Anyone visiting the beach also has the responsibility of avoiding impacts on turtles or their nests. This includes not walking on a nesting beach at night (during nesting season) and using lights handheld lights that disturb turtles. People also need to build their homes in a place where they will not need to have sea walls to protect them from the rising seas.

The list of responsibilities of stakeholders is so long and complex that it could take a book to fully cover this topic. But I will stop with the responsibility we all have to ensure that the people elected to the government have some commitment to the conservation of natural resources and wildlife like sea turtles. So many decisions are made by government agencies and elected officials every day that impact sea turtles and their habitats. If the people making these decisions don’t care, it will be virtually impossible to save sea turtles in the long run. We must hold our elected officials and senior government staff accountable for their actions regarding wildlife, and we must insist on the protection of animals like sea turtles. 

David Godfrey and the STC Staff working with marine turtles

What do you think is the role of businesses when it comes to sustainability?

David: All businesses need to play a role in sustainability, or else there won’t be a viable planet or marketplace in which to conduct business (or live) at some point. In addition, we all should want a world that is full of beauty and diversity. Without a serious commitment to sustainability, we will gradually lose the wild places and wildlife that add to the wonder of being alive in this world. As it relates to sea turtles specifically, these species are at the top of the food chain within each of the unique ecosystems in which they reside. Green turtles, for example, graze on seagrass beds in a way that adds to the productivity of this habitat. In short, sea turtles have aesthetic, cultural, and ecological benefits for mankind, so helping ensure a healthy future for these animals will add to the general well-being of mankind – which will help sustain a thriving population of consumers and clients for every form of business.

We’ve been collaborating for a while now and we know how close this topic is to you. What’s one tip you would give to anyone wanting to add their seed? 

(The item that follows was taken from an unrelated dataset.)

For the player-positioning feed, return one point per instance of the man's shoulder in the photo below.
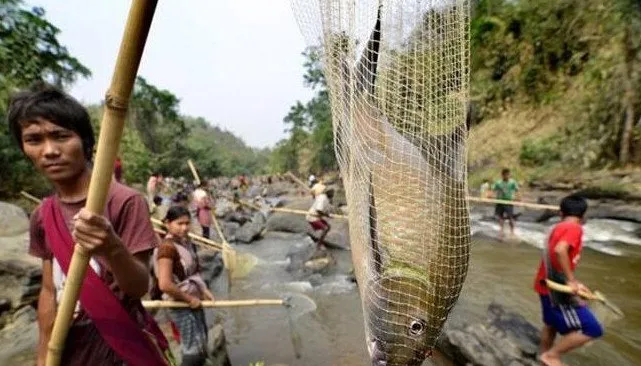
(568, 226)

David: I always try to tell people that everyone who cares about the planet and about wildlife must work together to save biological diversity. At the same time, each person can play an important role in conservation. The choices we make every day throughout our lives can have a tremendous impact. Making sure we help elect the right people to public office is a good start. The decisions made by the government and by elected officials have a huge impact on the planet. Additionally, we should all use less single-use plastic, eat food that has the least impact on the planet, use alternative energy sources when possible, and decrease our own use of fossil fuels. Get involved with and support local, national, and international NGOs that you feel are doing good work for the environment. They need your help and the work they do is critical.

How can people connect with you/Sea Turtle Conservancy?

David: STC’s website is www.conserveturtles.org, our Facebook, Instagram, and X accounts are all @conserveturtles. I can be reached directly at david@conserveturtles.org I invite anyone to learn about STC’s work and join us if you are able.

Thank you David for all this incredible information on the work you do every single day. We at Dots.eco feel inspired by the commitment you’ve built along your life for one single mission: Sea turtle conservation. The dedication Sea Turtle Conservancy has, makes us feel proud of this amazing collaboration. We hope to amplify your message and work together for bigger projects, for the turtles, and for the planet. 

Whether you’re an environmentalist, a business leader, or completely new in the turtle world, we can all take small steps to do good for the planet. It all starts one person at a time.